A case of severe P. vivax in Goa for the first time showed histopathological evidence for parasite presence in newly effected organs (Valecha et al., 2009). With increasing careful documentation of severe P. vivax cases not only from India but also from Papua in Indonesia, Papua New Guinea and Brazil, severe P. vivax is being increasingly accepted as a manifestation of human malaria (Basat and Alonso, 2011)
6. Mosquito vectors in India
6.1. Mosquito species
India reports a wide distribution of 9 anopheline vectors transmitting 3 Plasmodial species, P. falciparum, P. vivax and Plasmodium malariae (Kumar et al, 2007). Anopheles culicifacies is the principal vector of rural malaria and is widely distributed. Anopheles stephensi, on the other hand, is primarily a vector in urban areas. Anopheles fluviatilis is a vector in the hills and foothills while Anopheles minimus, Anopheles nivipes and Anopheles dirus are vectors of the northeastern states (Fig. 8). Anopheles sundaicus is restricted to the Andaman and Car Nicobar islands. Besides these, Anopheles annularis and Anopheles varuna are considered secondary vectors with wide distribution (Nagpal and Sharma, 1994). It is suspected that An. annularis plays a key role in malaria transmission in Jharkhand, Orissa, West Bengal and Chhattisgarh states (Rao, 1983).
6.2. Transmission rates
A careful epidemiologic survey of malaria transmission was carried out in a hyperendemic area of Sundargarh District, Orissa, India. It involved 13 tribal villages within a short distance, some in forests and some in the plains (Sharma et al., 2004, 2006). Malaria transmission was perennial in both areas, dominated by P. falciparum (85%). However, the number of P. falciparum cases per 1000 individuals per year was 284 in forests and 31 in the plains. The parasite rate was 14% and 1.7% respectively. The entomological inoculation rate (EIR) was 0.311 in the forest and 0.014 in the plains. The intense transmission in forest areas was attributed to the highly anthropophagic vector An. fluviatilis sibling species S, complemented by An. culicifacies sibling species C. In plains, malaria transmission was by An. culicifacies sibling species C. In forest villages, as seen in hyperendemic parts of Africa, clinical malaria occurred more frequently in children between the ages of 0–5 years and declined gradually with age, presumably as immunity built up.

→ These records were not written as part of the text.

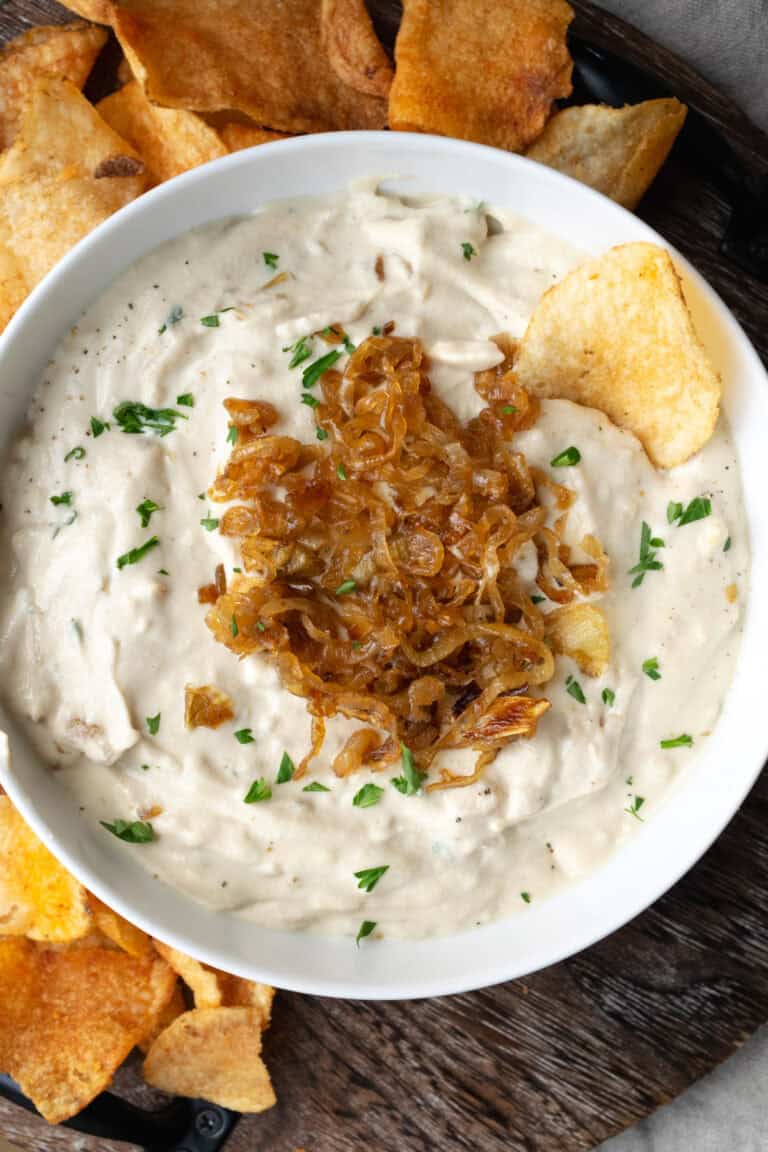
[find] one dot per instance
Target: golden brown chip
(617, 151)
(206, 706)
(38, 897)
(263, 59)
(354, 48)
(214, 1053)
(65, 51)
(213, 988)
(616, 334)
(112, 925)
(48, 195)
(169, 141)
(580, 630)
(68, 1018)
(175, 1007)
(479, 69)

In Goa, Korgaonkar et al. (in press) carried out all night mosquito landing collections in rural and urban parts of the state, and out of the 4191 mosquitoes, 5 genera and 23 species collected: 10 species belonged to Anopheles, 8 to Culex, 3 to Aedes and 1 each to Mansonia and Armigeres. A total of 11 vector species pursued human hosts, including 55 (1.3%) An. stephensi mosquitoes in urban areas. Two of these 55 An. stephensi were evaluated for Circumsporozoite Protein (CSP) by ELISA and were found positive for P. falciparum sporozoites.
6.3. Mosquito control
Not surprising, many vectors have become resistant to insecticides like DDT, HCH/Dieldrin, Malathion, and Fenitrothion. Some vectors even show low sensitivity to the latest class of synthetic pyrethroid compounds. Some of these insecticides have been banned in the last three decades and the replacement insecticides are expensive. Some vector species like An. dirus, An. fluviatilis, and An. minimus are exophilic and exophagic and avoid sprayed surfaces. In urban situations, Indoor Residual Spraying (IRS) is not practical and in rural situations, there are operational constraints and resource limitations, which restrict coverage of target populations with IRS. Thus, IRS cannot be relied upon as a principal vector control tool, although it still has an important role to play as a part of a larger public health campaign. There is a growing argument in favor of re-introduction of DDT in areas where it was withdrawn many years ago and where, as in South Africa and Solomon island, vectors may still be controlled with DDT (Breman et al., 2004; Dash et al., 2007). The low cost of DDT is attractive, if food chain contamination can be avoided in a public health setting (Curtis and Townson, 1998). In the recent years, there has been increasing reliance on LLINs especially in stable malaria zones with the assistance of the World Bank or Global Funds for Aids Tuberculosis and Malaria (GFATM). Additionally, some high malaria burden states have also procured 1 million LLINs with internal resource mobilization.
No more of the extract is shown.